I want to punch him right in the fucking teeth. I can arrange that for you, if you like (am only half-joking )

Malificence · 23/06/2010 14:16

Having a high sex drive doesn't mean he gets to use your body to masturbate with every time he feels like it.

He sounds vile and it's not normal behaviour at all, just incredibly selfish.
He can help it, he could sort himself out for one thing.

AnyFucker · 23/06/2010 14:17

If you stay with this man, you are an utter fool (have read your other threads too)

bleedingheart · 23/06/2010 14:23

I'm so shocked by this post, I think you're underestimating how completely out of order this is! You're never going to want sex willingly with someone who bullies and controls you.

He does not own your body.

I would really be considering exiting this relationship. Is there anyway he would agree to counselling so someone else can explain to him that this is attempted rape?!
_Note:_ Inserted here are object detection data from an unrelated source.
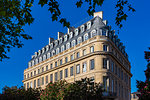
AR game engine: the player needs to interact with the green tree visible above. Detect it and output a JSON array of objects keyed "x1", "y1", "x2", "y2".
[
  {"x1": 0, "y1": 0, "x2": 135, "y2": 61},
  {"x1": 137, "y1": 48, "x2": 150, "y2": 100},
  {"x1": 40, "y1": 78, "x2": 103, "y2": 100},
  {"x1": 0, "y1": 86, "x2": 40, "y2": 100}
]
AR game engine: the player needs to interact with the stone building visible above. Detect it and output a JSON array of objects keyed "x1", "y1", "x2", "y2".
[{"x1": 23, "y1": 12, "x2": 132, "y2": 100}]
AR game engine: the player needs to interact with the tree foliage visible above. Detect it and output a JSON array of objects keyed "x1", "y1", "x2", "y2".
[
  {"x1": 40, "y1": 78, "x2": 103, "y2": 100},
  {"x1": 137, "y1": 48, "x2": 150, "y2": 100},
  {"x1": 0, "y1": 86, "x2": 40, "y2": 100},
  {"x1": 0, "y1": 0, "x2": 135, "y2": 61}
]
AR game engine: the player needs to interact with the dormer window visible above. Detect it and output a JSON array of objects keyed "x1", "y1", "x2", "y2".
[
  {"x1": 64, "y1": 35, "x2": 67, "y2": 42},
  {"x1": 77, "y1": 37, "x2": 82, "y2": 44},
  {"x1": 47, "y1": 52, "x2": 50, "y2": 58},
  {"x1": 80, "y1": 25, "x2": 85, "y2": 33},
  {"x1": 69, "y1": 32, "x2": 73, "y2": 39},
  {"x1": 52, "y1": 50, "x2": 55, "y2": 56},
  {"x1": 38, "y1": 50, "x2": 41, "y2": 55},
  {"x1": 43, "y1": 55, "x2": 46, "y2": 61},
  {"x1": 35, "y1": 59, "x2": 38, "y2": 64},
  {"x1": 42, "y1": 48, "x2": 45, "y2": 53},
  {"x1": 91, "y1": 29, "x2": 96, "y2": 38},
  {"x1": 55, "y1": 40, "x2": 58, "y2": 47},
  {"x1": 87, "y1": 21, "x2": 91, "y2": 29},
  {"x1": 61, "y1": 45, "x2": 65, "y2": 52},
  {"x1": 39, "y1": 57, "x2": 42, "y2": 62},
  {"x1": 50, "y1": 43, "x2": 53, "y2": 49},
  {"x1": 59, "y1": 38, "x2": 62, "y2": 44},
  {"x1": 71, "y1": 40, "x2": 76, "y2": 47},
  {"x1": 56, "y1": 48, "x2": 59, "y2": 55},
  {"x1": 75, "y1": 28, "x2": 79, "y2": 36},
  {"x1": 46, "y1": 45, "x2": 49, "y2": 51},
  {"x1": 66, "y1": 43, "x2": 70, "y2": 49},
  {"x1": 84, "y1": 33, "x2": 89, "y2": 41}
]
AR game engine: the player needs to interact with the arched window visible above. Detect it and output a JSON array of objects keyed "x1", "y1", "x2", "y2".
[
  {"x1": 39, "y1": 57, "x2": 42, "y2": 62},
  {"x1": 61, "y1": 45, "x2": 65, "y2": 52},
  {"x1": 35, "y1": 59, "x2": 39, "y2": 64},
  {"x1": 46, "y1": 45, "x2": 49, "y2": 51},
  {"x1": 64, "y1": 35, "x2": 67, "y2": 42},
  {"x1": 56, "y1": 48, "x2": 59, "y2": 55},
  {"x1": 84, "y1": 33, "x2": 89, "y2": 41},
  {"x1": 69, "y1": 32, "x2": 73, "y2": 39},
  {"x1": 47, "y1": 52, "x2": 50, "y2": 58},
  {"x1": 66, "y1": 43, "x2": 70, "y2": 49},
  {"x1": 87, "y1": 21, "x2": 91, "y2": 29},
  {"x1": 91, "y1": 29, "x2": 96, "y2": 38},
  {"x1": 71, "y1": 40, "x2": 76, "y2": 47},
  {"x1": 52, "y1": 50, "x2": 55, "y2": 56},
  {"x1": 74, "y1": 28, "x2": 79, "y2": 36},
  {"x1": 55, "y1": 40, "x2": 58, "y2": 47},
  {"x1": 77, "y1": 37, "x2": 82, "y2": 44},
  {"x1": 43, "y1": 55, "x2": 46, "y2": 61},
  {"x1": 80, "y1": 25, "x2": 85, "y2": 33},
  {"x1": 50, "y1": 43, "x2": 53, "y2": 49}
]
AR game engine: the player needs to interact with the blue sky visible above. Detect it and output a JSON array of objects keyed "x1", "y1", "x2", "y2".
[{"x1": 0, "y1": 0, "x2": 150, "y2": 92}]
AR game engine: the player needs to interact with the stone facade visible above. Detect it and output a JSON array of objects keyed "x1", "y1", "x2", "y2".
[{"x1": 23, "y1": 12, "x2": 132, "y2": 100}]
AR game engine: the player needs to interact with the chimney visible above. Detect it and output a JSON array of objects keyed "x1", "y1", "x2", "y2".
[
  {"x1": 58, "y1": 32, "x2": 64, "y2": 40},
  {"x1": 94, "y1": 11, "x2": 103, "y2": 19},
  {"x1": 49, "y1": 38, "x2": 54, "y2": 45}
]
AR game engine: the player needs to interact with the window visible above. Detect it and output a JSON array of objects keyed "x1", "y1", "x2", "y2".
[
  {"x1": 46, "y1": 65, "x2": 48, "y2": 71},
  {"x1": 84, "y1": 33, "x2": 89, "y2": 41},
  {"x1": 55, "y1": 72, "x2": 58, "y2": 81},
  {"x1": 60, "y1": 70, "x2": 63, "y2": 80},
  {"x1": 31, "y1": 72, "x2": 32, "y2": 77},
  {"x1": 34, "y1": 80, "x2": 36, "y2": 88},
  {"x1": 71, "y1": 40, "x2": 76, "y2": 47},
  {"x1": 50, "y1": 74, "x2": 53, "y2": 82},
  {"x1": 61, "y1": 45, "x2": 65, "y2": 52},
  {"x1": 38, "y1": 78, "x2": 40, "y2": 86},
  {"x1": 45, "y1": 75, "x2": 48, "y2": 84},
  {"x1": 80, "y1": 25, "x2": 85, "y2": 33},
  {"x1": 76, "y1": 65, "x2": 80, "y2": 74},
  {"x1": 111, "y1": 79, "x2": 114, "y2": 93},
  {"x1": 42, "y1": 67, "x2": 44, "y2": 72},
  {"x1": 87, "y1": 22, "x2": 91, "y2": 29},
  {"x1": 71, "y1": 55, "x2": 74, "y2": 61},
  {"x1": 55, "y1": 61, "x2": 57, "y2": 67},
  {"x1": 83, "y1": 62, "x2": 87, "y2": 72},
  {"x1": 30, "y1": 81, "x2": 32, "y2": 88},
  {"x1": 103, "y1": 45, "x2": 108, "y2": 51},
  {"x1": 56, "y1": 48, "x2": 59, "y2": 55},
  {"x1": 65, "y1": 57, "x2": 68, "y2": 63},
  {"x1": 42, "y1": 77, "x2": 44, "y2": 85},
  {"x1": 70, "y1": 66, "x2": 73, "y2": 76},
  {"x1": 69, "y1": 32, "x2": 73, "y2": 39},
  {"x1": 91, "y1": 29, "x2": 96, "y2": 38},
  {"x1": 47, "y1": 52, "x2": 50, "y2": 58},
  {"x1": 66, "y1": 43, "x2": 70, "y2": 49},
  {"x1": 51, "y1": 64, "x2": 53, "y2": 69},
  {"x1": 75, "y1": 29, "x2": 79, "y2": 36},
  {"x1": 28, "y1": 74, "x2": 29, "y2": 78},
  {"x1": 77, "y1": 52, "x2": 80, "y2": 58},
  {"x1": 27, "y1": 82, "x2": 29, "y2": 89},
  {"x1": 65, "y1": 68, "x2": 68, "y2": 78},
  {"x1": 103, "y1": 58, "x2": 109, "y2": 69},
  {"x1": 83, "y1": 49, "x2": 86, "y2": 56},
  {"x1": 60, "y1": 59, "x2": 62, "y2": 65},
  {"x1": 77, "y1": 37, "x2": 82, "y2": 44},
  {"x1": 90, "y1": 59, "x2": 95, "y2": 70},
  {"x1": 34, "y1": 70, "x2": 36, "y2": 76},
  {"x1": 90, "y1": 46, "x2": 94, "y2": 52},
  {"x1": 111, "y1": 61, "x2": 114, "y2": 72}
]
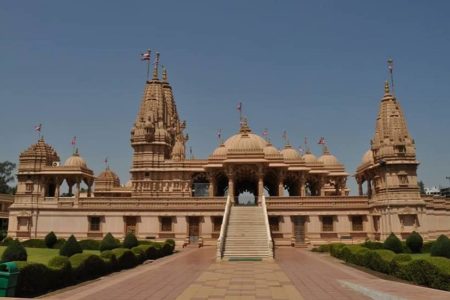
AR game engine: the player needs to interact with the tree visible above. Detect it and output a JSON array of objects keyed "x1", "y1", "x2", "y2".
[
  {"x1": 417, "y1": 180, "x2": 425, "y2": 195},
  {"x1": 0, "y1": 161, "x2": 16, "y2": 194}
]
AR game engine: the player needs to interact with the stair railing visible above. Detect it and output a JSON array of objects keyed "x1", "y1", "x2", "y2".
[
  {"x1": 216, "y1": 195, "x2": 232, "y2": 260},
  {"x1": 261, "y1": 195, "x2": 274, "y2": 257}
]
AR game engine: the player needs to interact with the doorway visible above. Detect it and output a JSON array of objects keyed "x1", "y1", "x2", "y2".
[
  {"x1": 292, "y1": 216, "x2": 306, "y2": 244},
  {"x1": 188, "y1": 217, "x2": 200, "y2": 244}
]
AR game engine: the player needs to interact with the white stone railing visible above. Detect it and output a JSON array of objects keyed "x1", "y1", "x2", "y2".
[
  {"x1": 261, "y1": 195, "x2": 274, "y2": 257},
  {"x1": 216, "y1": 196, "x2": 232, "y2": 260}
]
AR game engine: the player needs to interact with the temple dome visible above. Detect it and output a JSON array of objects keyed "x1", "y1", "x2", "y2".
[
  {"x1": 361, "y1": 149, "x2": 374, "y2": 165},
  {"x1": 303, "y1": 151, "x2": 317, "y2": 163},
  {"x1": 264, "y1": 143, "x2": 280, "y2": 156},
  {"x1": 317, "y1": 145, "x2": 340, "y2": 167},
  {"x1": 64, "y1": 149, "x2": 87, "y2": 168},
  {"x1": 281, "y1": 145, "x2": 302, "y2": 160}
]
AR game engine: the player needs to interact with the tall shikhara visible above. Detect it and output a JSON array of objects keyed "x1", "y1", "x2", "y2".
[{"x1": 131, "y1": 53, "x2": 187, "y2": 195}]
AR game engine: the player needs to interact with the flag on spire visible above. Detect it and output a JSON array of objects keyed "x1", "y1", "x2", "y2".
[{"x1": 141, "y1": 49, "x2": 151, "y2": 60}]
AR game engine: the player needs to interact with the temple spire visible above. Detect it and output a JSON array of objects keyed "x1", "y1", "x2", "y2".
[
  {"x1": 161, "y1": 65, "x2": 167, "y2": 82},
  {"x1": 153, "y1": 52, "x2": 159, "y2": 80}
]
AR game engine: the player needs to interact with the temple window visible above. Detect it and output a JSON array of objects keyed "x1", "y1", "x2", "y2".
[
  {"x1": 161, "y1": 217, "x2": 172, "y2": 232},
  {"x1": 213, "y1": 217, "x2": 223, "y2": 232},
  {"x1": 89, "y1": 217, "x2": 100, "y2": 231},
  {"x1": 322, "y1": 216, "x2": 334, "y2": 231},
  {"x1": 269, "y1": 216, "x2": 280, "y2": 232},
  {"x1": 352, "y1": 216, "x2": 364, "y2": 231}
]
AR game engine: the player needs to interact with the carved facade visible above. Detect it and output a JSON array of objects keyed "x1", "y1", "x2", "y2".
[{"x1": 9, "y1": 56, "x2": 450, "y2": 245}]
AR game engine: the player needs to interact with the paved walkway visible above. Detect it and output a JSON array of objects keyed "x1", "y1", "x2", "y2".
[{"x1": 45, "y1": 247, "x2": 450, "y2": 300}]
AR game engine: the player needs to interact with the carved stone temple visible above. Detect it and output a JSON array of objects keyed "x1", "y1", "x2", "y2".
[{"x1": 8, "y1": 54, "x2": 450, "y2": 258}]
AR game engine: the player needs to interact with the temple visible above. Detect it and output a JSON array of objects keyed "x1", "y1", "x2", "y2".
[{"x1": 8, "y1": 54, "x2": 450, "y2": 259}]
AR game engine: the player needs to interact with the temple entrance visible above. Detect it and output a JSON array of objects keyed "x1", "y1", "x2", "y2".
[
  {"x1": 292, "y1": 216, "x2": 305, "y2": 244},
  {"x1": 188, "y1": 217, "x2": 200, "y2": 244}
]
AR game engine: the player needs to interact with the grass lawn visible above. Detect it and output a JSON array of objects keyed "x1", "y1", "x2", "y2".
[{"x1": 0, "y1": 246, "x2": 100, "y2": 265}]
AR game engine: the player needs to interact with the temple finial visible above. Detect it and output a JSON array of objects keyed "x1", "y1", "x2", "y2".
[
  {"x1": 153, "y1": 52, "x2": 159, "y2": 80},
  {"x1": 384, "y1": 80, "x2": 391, "y2": 95},
  {"x1": 161, "y1": 65, "x2": 167, "y2": 82}
]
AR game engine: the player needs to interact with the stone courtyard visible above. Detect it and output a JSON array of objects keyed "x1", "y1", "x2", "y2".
[{"x1": 43, "y1": 247, "x2": 450, "y2": 300}]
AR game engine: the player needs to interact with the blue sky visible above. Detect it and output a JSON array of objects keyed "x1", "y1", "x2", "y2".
[{"x1": 0, "y1": 0, "x2": 450, "y2": 192}]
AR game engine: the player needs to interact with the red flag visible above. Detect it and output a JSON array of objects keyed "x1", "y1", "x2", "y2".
[{"x1": 141, "y1": 50, "x2": 150, "y2": 60}]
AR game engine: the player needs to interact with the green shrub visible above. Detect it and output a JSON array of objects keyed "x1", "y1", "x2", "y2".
[
  {"x1": 430, "y1": 234, "x2": 450, "y2": 258},
  {"x1": 2, "y1": 240, "x2": 28, "y2": 261},
  {"x1": 383, "y1": 233, "x2": 403, "y2": 253},
  {"x1": 70, "y1": 253, "x2": 107, "y2": 281},
  {"x1": 131, "y1": 246, "x2": 147, "y2": 264},
  {"x1": 112, "y1": 248, "x2": 138, "y2": 269},
  {"x1": 78, "y1": 240, "x2": 100, "y2": 250},
  {"x1": 123, "y1": 232, "x2": 138, "y2": 249},
  {"x1": 59, "y1": 234, "x2": 83, "y2": 257},
  {"x1": 100, "y1": 232, "x2": 120, "y2": 251},
  {"x1": 406, "y1": 231, "x2": 423, "y2": 253},
  {"x1": 44, "y1": 231, "x2": 58, "y2": 248},
  {"x1": 422, "y1": 241, "x2": 434, "y2": 253},
  {"x1": 361, "y1": 240, "x2": 384, "y2": 250},
  {"x1": 22, "y1": 239, "x2": 47, "y2": 248}
]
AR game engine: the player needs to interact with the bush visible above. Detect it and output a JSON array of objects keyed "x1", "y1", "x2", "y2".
[
  {"x1": 44, "y1": 231, "x2": 58, "y2": 248},
  {"x1": 59, "y1": 235, "x2": 83, "y2": 257},
  {"x1": 78, "y1": 240, "x2": 100, "y2": 250},
  {"x1": 361, "y1": 240, "x2": 384, "y2": 250},
  {"x1": 430, "y1": 234, "x2": 450, "y2": 258},
  {"x1": 2, "y1": 240, "x2": 28, "y2": 261},
  {"x1": 22, "y1": 239, "x2": 47, "y2": 248},
  {"x1": 383, "y1": 233, "x2": 403, "y2": 253},
  {"x1": 406, "y1": 231, "x2": 423, "y2": 253},
  {"x1": 131, "y1": 246, "x2": 147, "y2": 264},
  {"x1": 100, "y1": 232, "x2": 120, "y2": 251},
  {"x1": 123, "y1": 232, "x2": 139, "y2": 249},
  {"x1": 53, "y1": 238, "x2": 66, "y2": 249},
  {"x1": 112, "y1": 248, "x2": 138, "y2": 269}
]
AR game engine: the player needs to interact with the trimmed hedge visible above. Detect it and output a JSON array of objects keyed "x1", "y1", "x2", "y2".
[
  {"x1": 123, "y1": 232, "x2": 139, "y2": 249},
  {"x1": 330, "y1": 244, "x2": 450, "y2": 290},
  {"x1": 59, "y1": 234, "x2": 83, "y2": 257},
  {"x1": 78, "y1": 240, "x2": 100, "y2": 250},
  {"x1": 21, "y1": 239, "x2": 47, "y2": 248},
  {"x1": 406, "y1": 231, "x2": 423, "y2": 253},
  {"x1": 2, "y1": 240, "x2": 28, "y2": 261},
  {"x1": 100, "y1": 232, "x2": 120, "y2": 252},
  {"x1": 383, "y1": 232, "x2": 403, "y2": 253},
  {"x1": 430, "y1": 234, "x2": 450, "y2": 258},
  {"x1": 44, "y1": 231, "x2": 58, "y2": 248}
]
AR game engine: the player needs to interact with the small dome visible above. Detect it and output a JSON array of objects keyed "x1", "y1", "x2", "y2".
[
  {"x1": 303, "y1": 151, "x2": 317, "y2": 163},
  {"x1": 281, "y1": 145, "x2": 302, "y2": 160},
  {"x1": 64, "y1": 149, "x2": 87, "y2": 168},
  {"x1": 264, "y1": 143, "x2": 280, "y2": 156},
  {"x1": 212, "y1": 144, "x2": 227, "y2": 156},
  {"x1": 361, "y1": 149, "x2": 374, "y2": 165}
]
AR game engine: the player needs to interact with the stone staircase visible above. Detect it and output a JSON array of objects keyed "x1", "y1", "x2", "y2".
[{"x1": 223, "y1": 206, "x2": 273, "y2": 260}]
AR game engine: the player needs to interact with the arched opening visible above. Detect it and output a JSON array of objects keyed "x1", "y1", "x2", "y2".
[
  {"x1": 214, "y1": 172, "x2": 228, "y2": 197},
  {"x1": 284, "y1": 174, "x2": 300, "y2": 197},
  {"x1": 191, "y1": 173, "x2": 209, "y2": 197},
  {"x1": 235, "y1": 167, "x2": 258, "y2": 205},
  {"x1": 264, "y1": 171, "x2": 278, "y2": 196}
]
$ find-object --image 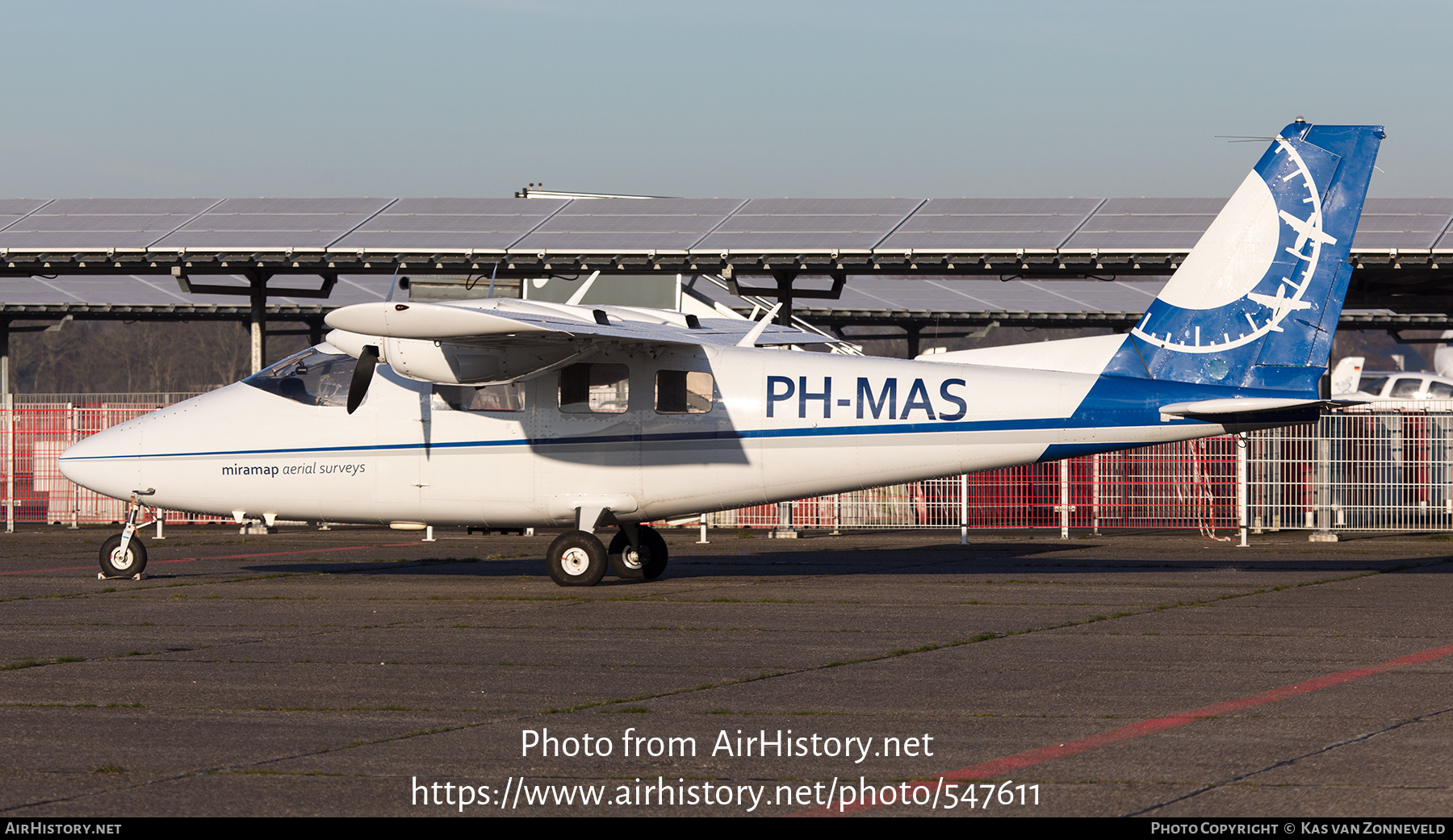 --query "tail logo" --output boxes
[1130,131,1341,353]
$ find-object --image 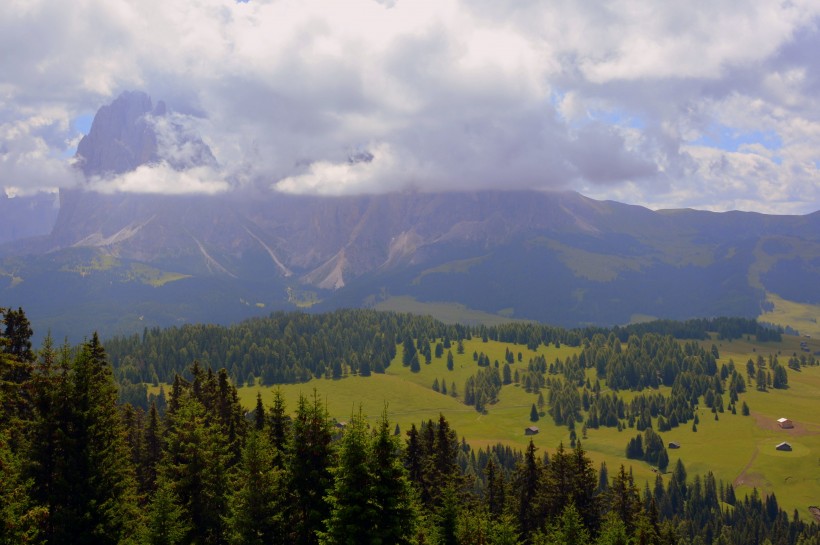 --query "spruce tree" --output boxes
[140,481,191,545]
[225,430,288,545]
[158,390,230,544]
[253,392,265,431]
[319,412,377,545]
[286,390,334,545]
[369,410,418,545]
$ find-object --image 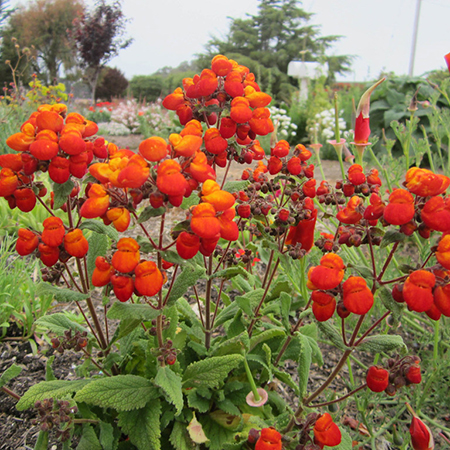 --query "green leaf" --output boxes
[75,375,158,411]
[35,313,87,336]
[0,364,22,388]
[250,328,286,351]
[183,354,244,388]
[106,302,160,322]
[167,264,206,306]
[16,380,91,411]
[297,334,312,398]
[36,281,89,302]
[155,366,184,416]
[87,232,108,287]
[77,423,103,450]
[377,286,404,321]
[80,219,119,241]
[169,421,194,450]
[137,206,166,223]
[358,334,406,353]
[53,180,74,209]
[380,230,406,248]
[118,399,161,450]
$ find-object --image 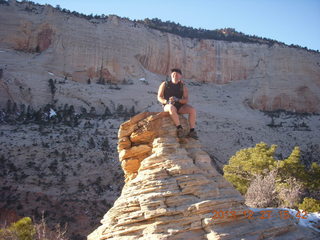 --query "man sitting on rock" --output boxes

AnyFucker · 23/06/2010 14:27

It shouldn't need a counsellor to tell him that he is out of order

he is a prick of the highest order and only getting the fuck away from him will be a strong enough message from someone with such a sense of entitlement

< quietly simmers >

Acanthus · 23/06/2010 14:33

Every two days is plenty, I'm surprised you want this much given how he treats you.

He is way out of order.

He can masturbate and leave you alone.

I wouldn't still be with him if this is his regular behaviour, tbh.

LeQueen · 23/06/2010 14:34

This reply has been deleted

Message withdrawn at poster's request.

Gigantaur · 23/06/2010 14:38

Please understand that this has nothing to do with libido or a lack of it.
He is a controlling bully and what you are describing is sexual abuse.

His comments about your friends and social activities are stereotype emotional abuse and domination.

what you are describing is domestic abuse.

Please, take steps to improve your life rather than trying to improve your sexual apetite. no matter how often you agree to sleep with this man he will want more. as someone has said, it is not about love lust or sex, it is about power and control.

Missus84 · 23/06/2010 14:44

If he wasn't your husband his behaviour would be sexual assualt or attempted rape. It's not normal or reasonable behaviour at all!